Juanita Bermúdez, director of the Códice Gallery, insisted Natividad escaped after just one day. She said: 'It was untied all the time except for the three hours the exhibition lasted and it was fed regularly with dog food Habacuc himself brought in.'
Then again, it may be Ms. Bermudez who's pulling our chain, but this whole matter's not be so cut and dried... it may be as serious as you report, or it may be another artist-provocateur exploiting not animals, but people's capacity for outrage and willingness to embrace it.

Regards,
James
Is it true? I don't know...this looks bad: "He refused to say whether the animal had survived the show, but said he had received dozens of death threats." Maybe one of our readers in Costa Rica can tell us for sure...

Meanwhile, if Habcuc did it, it wouldn't have been the first time. At least one "artist" has killed a dog before, in the USA--Tom Otterness, according to Wikipedia:
Gary Indiana criticized Otterness for an independent work done while part of the East Village art scene in the mid-eighties called "Shot Dog Piece", in which Otterness "adopted a dog and then shot it to death for the fun of recording his infantile, sadistic depravity on film."
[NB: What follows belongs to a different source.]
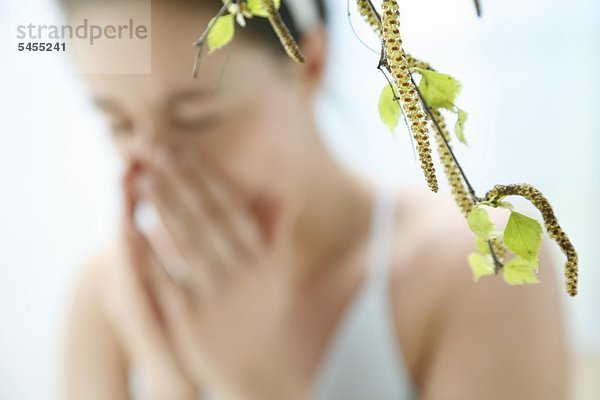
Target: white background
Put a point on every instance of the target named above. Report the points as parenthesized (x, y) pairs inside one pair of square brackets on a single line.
[(531, 86)]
Here's what Indiana's wrote in New York Magazine:
But I’m repulsed by this show’s inclusion of Tom Otterness, a sculptor of limitless nonentity despite his demonstrated skill at conning public-art commissions and taste-impaired collectors into making him rich. Mr. Otterness, once upon a time, adopted a dog and then shot it to death for the fun of recording his infantile, sadistic depravity on film. I’d like the New Museum’s visitors to keep that in mind while looking at this creep’s work. Mr. Otterness isn’t one of those special exceptions deserving the adage “Lousy person, terrific artist.” Lousy both.
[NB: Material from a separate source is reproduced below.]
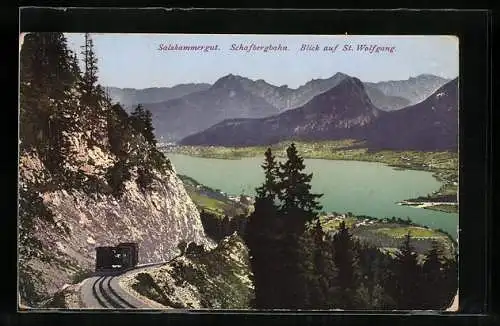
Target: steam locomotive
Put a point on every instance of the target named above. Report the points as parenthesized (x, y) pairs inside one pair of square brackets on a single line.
[(122, 257)]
It didn't seem to hurt Otterness's art career--his "public art" installations include works on display at a New York City public school. As an alumnus of P.S. 24 in the Bronx, it makes me very sad...I found this post in the comments section of a Flickr site that gives more detail:
candidoescandido says:

I'm afraid... no I'm still very, very angry because in fact the piece about Shot Dog Piece is absolutely true. I was an art critic in New York at the time and I know how very difficult it was (and still is) to break into the NY art world. I used to hear the gallery owners complain about the young artists coming around and leaving their slides (God forbid that they would actually see the works themselves). The gallery owners could show a maximum of what- a dozen artists a year? So it was unfortunately necessary to do something to attract the attention of those with the power to make an artist and Otterness was hungry to make it and hit on a 'good idea'. I saw the video at a gallery I cannot remember at a group show. I didn't stay for the whole thing but I saw the puppy playing at Otterness’ feet as he lay sitting on the ground under a tree. Then he picked up a gun and shot it. I turned away so I couldn't authenticate whether or not he filmed the death throes of the dog or not. The accompanying material lead one to believe that the dog was his old family pet and was at the end of its useful life anyway. So that’s the story- a young artist so hungry to make it that he killed a dog in order to attract attention. Now the beloved artist is the toast of Beverly Hills with his own factory/foundry in Brooklyn and I think its more of an indictment of the incompleteness of the Internet that not one page details this crime than its being a cause for suspicion as to the truth of Otterness’ canineacide.
According to the Brooklyn Eagle, Otterness has apologized for killing the dog...but, I don't believe it has brought the dog back.